Grace's Guide is the leading source of historical information on industry and manufacturing in Britain. This web publication contains 133,381 pages of information and 211,458 images on early companies, their products and the people who designed and built them.
Ransomes, Sims and Jefferies, engineers of Orwell Works, Ipswich were a major British agricultural machinery maker.
Genealogy of the Company
1884 Ransomes, Sims and Jefferies was registered on 12 May, to acquire the business of Ransomes, Head and Jefferies agricultural engineers. . The management of the company would be continued by the partners of the old company: Robert Charles Ransome (Chairman), James Edward Ransome, John Jefferies, who became shareholders in the new company together with William Dillwyn Sims and members of the families .
1888 Issued catalogue on portable, traction, semi-portable, fixed, horizontal and vertical engines and boilers, portable pumping engines, steam-powered presses, centrifugal pumps, winding engines and gear, locomotive, Cornish, Lancashire and vertical boilers, mills, circular saw benches and log frames. 
1889 Semi-portable engine at the RASE show at Windsor. 
1894 June. Royal Agricultural Society's Show. Chilled digging plough, balance plough and three-furrow plough. 
1894 High-Speed Vertical Engines for Electric Lighting. Illustration and article. 
1900 June. Royal Agricultural Show at York. Showed traction and portable engines, thrashing machines, horse rakes, ploughing cultivators and lawn mowers. 
1903 Ransomes, Sims and Jefferies developed a prototype tractor with a 20 HP engine and a three-ratio gearbox.
1905 The company employed 2,000 persons.
1911 Smithfield Club Show. Exhibited 4 hp compound light tractor and two traction engines plus other items. 
1913-1917 For a list of the models and prices of Electric Vehicles see the 1917 Red Book. Maker of the 'Orwell' electric vehicle.
1913-1917 For a list of the models and prices of Petrol Motor Commercial Vehicles see the 1917 Red Book
1914 Specialities: Portable and Traction Engines, Stationary Engines of all kinds, High-speed Vertical Engines for Electric Work, Boilers of all kinds, Thrashing Machines, Corn Mills, Tea Machinery etc. Employees 2500. 
WWI Makers of aeroplanes.
1919 After the death of Bertram Coleby Ransome in France in 1918, and the recent deaths of Mildred Sims and Charles Wilson Ransome, their executors and the remaining shareholders, Edward Coleby Ransome, Philip Edward Ripley, sold the ordinary shares of the company to Ruston and Hornsby.
1920 The company showed the new motor plough called The Boon at the Darlington Agricultural Show. It was a petrol-paraffin engine of 20 hp at 800 rpm. 

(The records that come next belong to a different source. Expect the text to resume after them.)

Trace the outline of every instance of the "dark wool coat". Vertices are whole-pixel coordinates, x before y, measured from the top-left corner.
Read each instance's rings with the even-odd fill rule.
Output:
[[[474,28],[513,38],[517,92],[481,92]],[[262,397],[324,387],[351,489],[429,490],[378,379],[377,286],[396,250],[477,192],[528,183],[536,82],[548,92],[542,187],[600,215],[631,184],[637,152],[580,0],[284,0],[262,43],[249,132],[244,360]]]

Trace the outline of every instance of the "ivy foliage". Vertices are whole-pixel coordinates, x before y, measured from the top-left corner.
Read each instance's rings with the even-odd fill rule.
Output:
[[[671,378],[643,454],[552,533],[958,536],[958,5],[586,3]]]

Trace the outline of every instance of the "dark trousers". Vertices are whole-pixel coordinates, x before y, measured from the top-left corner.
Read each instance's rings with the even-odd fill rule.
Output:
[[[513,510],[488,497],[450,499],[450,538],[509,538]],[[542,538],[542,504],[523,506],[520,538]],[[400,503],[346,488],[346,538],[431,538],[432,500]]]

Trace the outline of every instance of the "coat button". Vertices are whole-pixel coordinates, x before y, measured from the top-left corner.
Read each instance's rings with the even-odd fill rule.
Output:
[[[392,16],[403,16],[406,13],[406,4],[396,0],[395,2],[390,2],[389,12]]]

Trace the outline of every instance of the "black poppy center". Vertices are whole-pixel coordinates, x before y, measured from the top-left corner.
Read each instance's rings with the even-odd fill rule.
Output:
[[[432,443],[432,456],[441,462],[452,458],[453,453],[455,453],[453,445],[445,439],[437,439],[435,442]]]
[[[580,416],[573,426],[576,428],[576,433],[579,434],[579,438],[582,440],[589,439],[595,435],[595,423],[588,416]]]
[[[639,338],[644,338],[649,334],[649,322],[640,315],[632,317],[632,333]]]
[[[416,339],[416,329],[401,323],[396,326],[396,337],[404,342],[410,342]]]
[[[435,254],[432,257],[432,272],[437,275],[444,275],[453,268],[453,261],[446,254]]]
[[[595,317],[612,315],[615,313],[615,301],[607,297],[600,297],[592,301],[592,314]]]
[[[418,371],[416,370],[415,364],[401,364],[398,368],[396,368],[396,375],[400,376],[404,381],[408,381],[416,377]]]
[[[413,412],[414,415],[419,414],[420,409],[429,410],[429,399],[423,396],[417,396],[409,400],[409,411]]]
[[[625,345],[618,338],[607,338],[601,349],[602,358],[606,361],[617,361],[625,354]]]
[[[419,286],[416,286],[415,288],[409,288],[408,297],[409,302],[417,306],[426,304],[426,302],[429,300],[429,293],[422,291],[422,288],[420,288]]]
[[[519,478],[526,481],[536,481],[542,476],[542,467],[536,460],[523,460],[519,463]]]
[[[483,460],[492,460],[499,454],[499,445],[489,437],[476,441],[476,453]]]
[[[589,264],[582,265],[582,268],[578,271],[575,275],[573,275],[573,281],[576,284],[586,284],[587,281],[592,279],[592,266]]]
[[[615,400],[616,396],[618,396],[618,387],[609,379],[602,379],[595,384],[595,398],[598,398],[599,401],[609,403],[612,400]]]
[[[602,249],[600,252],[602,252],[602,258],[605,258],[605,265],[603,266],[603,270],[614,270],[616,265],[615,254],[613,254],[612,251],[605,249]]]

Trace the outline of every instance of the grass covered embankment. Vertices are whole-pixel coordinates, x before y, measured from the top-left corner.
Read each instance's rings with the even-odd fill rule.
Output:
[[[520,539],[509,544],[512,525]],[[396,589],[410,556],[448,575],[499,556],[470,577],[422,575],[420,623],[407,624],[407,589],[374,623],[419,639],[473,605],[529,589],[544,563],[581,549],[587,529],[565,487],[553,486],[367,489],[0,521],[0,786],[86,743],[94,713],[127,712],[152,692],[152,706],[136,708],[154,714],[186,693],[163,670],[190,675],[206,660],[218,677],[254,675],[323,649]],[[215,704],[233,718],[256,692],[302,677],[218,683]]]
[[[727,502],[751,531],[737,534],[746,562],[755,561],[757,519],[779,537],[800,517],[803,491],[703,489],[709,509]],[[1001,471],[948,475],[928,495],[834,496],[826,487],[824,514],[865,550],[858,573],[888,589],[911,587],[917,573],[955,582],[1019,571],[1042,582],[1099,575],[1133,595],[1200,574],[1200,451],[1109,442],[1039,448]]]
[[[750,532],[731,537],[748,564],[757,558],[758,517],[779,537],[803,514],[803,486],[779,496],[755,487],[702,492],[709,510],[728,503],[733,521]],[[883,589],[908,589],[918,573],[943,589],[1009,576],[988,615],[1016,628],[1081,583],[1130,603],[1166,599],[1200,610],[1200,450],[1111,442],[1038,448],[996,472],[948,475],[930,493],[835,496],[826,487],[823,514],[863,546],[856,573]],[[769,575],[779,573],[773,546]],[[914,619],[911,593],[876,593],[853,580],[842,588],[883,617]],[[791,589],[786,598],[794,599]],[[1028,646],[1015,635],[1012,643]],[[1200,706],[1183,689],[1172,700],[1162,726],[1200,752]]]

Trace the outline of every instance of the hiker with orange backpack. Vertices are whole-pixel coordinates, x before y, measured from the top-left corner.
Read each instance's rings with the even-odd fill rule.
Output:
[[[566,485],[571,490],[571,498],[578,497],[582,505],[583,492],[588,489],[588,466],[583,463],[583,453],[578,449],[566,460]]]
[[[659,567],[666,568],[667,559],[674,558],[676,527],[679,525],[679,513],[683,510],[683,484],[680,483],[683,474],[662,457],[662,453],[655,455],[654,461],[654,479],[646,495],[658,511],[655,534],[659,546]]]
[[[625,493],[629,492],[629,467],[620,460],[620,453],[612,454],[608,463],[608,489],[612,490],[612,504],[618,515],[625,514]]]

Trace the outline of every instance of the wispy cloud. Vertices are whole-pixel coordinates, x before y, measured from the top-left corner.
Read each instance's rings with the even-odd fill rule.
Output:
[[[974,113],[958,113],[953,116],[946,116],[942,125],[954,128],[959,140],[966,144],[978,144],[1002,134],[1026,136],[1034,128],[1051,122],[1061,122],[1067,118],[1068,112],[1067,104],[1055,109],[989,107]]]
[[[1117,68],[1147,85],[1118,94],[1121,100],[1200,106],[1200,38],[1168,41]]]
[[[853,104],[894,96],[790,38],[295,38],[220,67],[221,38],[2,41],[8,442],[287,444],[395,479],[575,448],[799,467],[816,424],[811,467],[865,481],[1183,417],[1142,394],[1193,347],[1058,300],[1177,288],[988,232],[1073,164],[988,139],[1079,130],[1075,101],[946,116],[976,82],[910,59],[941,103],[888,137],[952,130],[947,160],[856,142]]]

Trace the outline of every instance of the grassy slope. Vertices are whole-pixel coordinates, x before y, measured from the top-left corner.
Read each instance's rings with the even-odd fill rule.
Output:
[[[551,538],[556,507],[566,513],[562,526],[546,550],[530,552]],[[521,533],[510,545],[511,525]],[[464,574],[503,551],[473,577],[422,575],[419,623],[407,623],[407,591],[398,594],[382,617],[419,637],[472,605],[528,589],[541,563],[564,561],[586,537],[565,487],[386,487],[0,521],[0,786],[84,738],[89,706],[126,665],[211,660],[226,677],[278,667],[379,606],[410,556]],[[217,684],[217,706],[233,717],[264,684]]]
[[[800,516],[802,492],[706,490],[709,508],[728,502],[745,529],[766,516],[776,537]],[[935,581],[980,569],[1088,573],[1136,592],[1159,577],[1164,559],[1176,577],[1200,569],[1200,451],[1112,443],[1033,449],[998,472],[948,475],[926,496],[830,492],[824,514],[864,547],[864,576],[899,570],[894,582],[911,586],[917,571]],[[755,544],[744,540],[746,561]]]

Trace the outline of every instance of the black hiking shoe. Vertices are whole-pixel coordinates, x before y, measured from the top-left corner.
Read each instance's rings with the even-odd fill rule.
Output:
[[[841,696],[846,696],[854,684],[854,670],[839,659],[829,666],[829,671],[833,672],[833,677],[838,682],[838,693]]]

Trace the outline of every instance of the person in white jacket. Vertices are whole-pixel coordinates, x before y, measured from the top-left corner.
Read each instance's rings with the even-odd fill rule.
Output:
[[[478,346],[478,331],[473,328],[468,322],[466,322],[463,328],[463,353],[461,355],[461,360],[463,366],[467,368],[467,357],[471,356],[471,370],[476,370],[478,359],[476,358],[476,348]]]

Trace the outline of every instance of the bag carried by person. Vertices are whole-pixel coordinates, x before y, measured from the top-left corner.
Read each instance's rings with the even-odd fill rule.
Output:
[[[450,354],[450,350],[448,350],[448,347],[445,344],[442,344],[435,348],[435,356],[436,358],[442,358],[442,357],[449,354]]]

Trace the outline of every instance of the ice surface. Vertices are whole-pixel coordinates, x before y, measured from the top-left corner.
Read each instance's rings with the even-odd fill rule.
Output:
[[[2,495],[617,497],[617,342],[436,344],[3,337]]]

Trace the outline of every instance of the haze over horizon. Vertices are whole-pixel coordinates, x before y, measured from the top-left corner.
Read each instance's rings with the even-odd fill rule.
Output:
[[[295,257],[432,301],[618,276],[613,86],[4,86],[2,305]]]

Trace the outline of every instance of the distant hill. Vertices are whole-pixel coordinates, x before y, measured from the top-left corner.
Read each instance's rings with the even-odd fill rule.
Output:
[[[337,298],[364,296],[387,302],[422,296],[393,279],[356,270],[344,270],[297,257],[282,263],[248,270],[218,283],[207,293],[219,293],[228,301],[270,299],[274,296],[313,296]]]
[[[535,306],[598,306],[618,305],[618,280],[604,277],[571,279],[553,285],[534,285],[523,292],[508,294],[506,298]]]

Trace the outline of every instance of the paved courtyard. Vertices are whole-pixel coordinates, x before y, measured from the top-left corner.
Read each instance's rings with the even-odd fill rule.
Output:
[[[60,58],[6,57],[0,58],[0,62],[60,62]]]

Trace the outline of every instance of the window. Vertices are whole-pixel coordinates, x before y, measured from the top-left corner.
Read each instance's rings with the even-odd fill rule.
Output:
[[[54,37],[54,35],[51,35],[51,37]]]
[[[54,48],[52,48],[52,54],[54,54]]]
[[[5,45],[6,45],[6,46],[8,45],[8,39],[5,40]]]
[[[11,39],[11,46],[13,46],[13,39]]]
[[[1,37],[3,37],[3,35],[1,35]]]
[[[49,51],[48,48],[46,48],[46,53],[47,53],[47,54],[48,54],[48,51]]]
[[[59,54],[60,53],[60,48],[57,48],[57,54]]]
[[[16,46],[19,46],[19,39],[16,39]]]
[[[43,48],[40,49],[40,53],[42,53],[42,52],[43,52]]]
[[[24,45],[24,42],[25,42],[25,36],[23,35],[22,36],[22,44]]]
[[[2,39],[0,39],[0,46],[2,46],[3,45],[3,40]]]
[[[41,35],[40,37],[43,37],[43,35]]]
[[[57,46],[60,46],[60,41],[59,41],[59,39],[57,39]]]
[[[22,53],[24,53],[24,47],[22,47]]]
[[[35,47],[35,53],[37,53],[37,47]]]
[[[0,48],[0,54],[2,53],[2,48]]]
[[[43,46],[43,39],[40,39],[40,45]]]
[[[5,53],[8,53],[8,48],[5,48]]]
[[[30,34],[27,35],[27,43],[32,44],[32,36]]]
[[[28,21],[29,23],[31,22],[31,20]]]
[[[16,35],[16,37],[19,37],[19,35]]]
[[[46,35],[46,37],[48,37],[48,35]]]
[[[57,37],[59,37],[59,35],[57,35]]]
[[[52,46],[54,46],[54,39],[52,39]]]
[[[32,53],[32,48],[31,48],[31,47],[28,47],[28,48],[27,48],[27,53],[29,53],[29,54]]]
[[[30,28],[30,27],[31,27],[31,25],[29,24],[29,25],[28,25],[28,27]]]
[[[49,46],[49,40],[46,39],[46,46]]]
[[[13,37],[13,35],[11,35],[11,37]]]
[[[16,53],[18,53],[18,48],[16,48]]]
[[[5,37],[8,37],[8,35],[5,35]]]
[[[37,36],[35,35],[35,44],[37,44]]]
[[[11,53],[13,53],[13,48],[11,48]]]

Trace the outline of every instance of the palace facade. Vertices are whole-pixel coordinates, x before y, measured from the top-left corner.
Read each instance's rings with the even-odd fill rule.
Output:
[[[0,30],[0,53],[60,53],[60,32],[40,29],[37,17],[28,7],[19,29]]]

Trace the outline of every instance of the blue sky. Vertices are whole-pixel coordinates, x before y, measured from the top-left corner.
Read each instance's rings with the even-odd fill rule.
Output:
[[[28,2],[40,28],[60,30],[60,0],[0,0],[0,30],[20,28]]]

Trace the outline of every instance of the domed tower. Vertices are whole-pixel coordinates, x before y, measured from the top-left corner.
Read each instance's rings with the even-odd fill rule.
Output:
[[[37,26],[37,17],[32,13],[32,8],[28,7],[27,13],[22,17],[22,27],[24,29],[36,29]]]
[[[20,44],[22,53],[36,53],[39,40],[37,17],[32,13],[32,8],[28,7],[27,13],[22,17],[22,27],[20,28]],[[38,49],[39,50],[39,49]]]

1936 The MG2 tractor was introduced. It was a miniature crawler machine which was aimed at market gardeners and was produced for about thirty years.
1937 Listed as Engineers. 
1939 See Aircraft Industry Suppliers
WWII Manufactured parts for the De Havilland Mosquito
1942 The engineering department manufactured its last steam engine
1946 The company decided to issue new shares
1955 Ceased to service steam engines.
1956 Sold the steam engine part of the business to Robey and Co.
1961 Engineers, manufacturing agricultural implements, harvesting machinery, lawn mowers, horticultural tractors, electric fork lift and platform trucks. 3,200 employees. 
1974 At the International Mechanical Handling exhibition held at Earls Court, Ransomes new battery powered industrial tractor, T12A.
1989 The whole of the agricultural implement business was sold to Electrolux and merged with their subsidiary Overum. This left Ransomes solely as a manufacturer of lawn mowers, with the Westwood and Mountfield mower brands.
The company accepted a take-over offer from Textron Inc, USA - their independent existence ended early in 1998.
The history of company is the subject of an exhibition at the Museum of East Anglian Life in Stowmarket, Suffolk.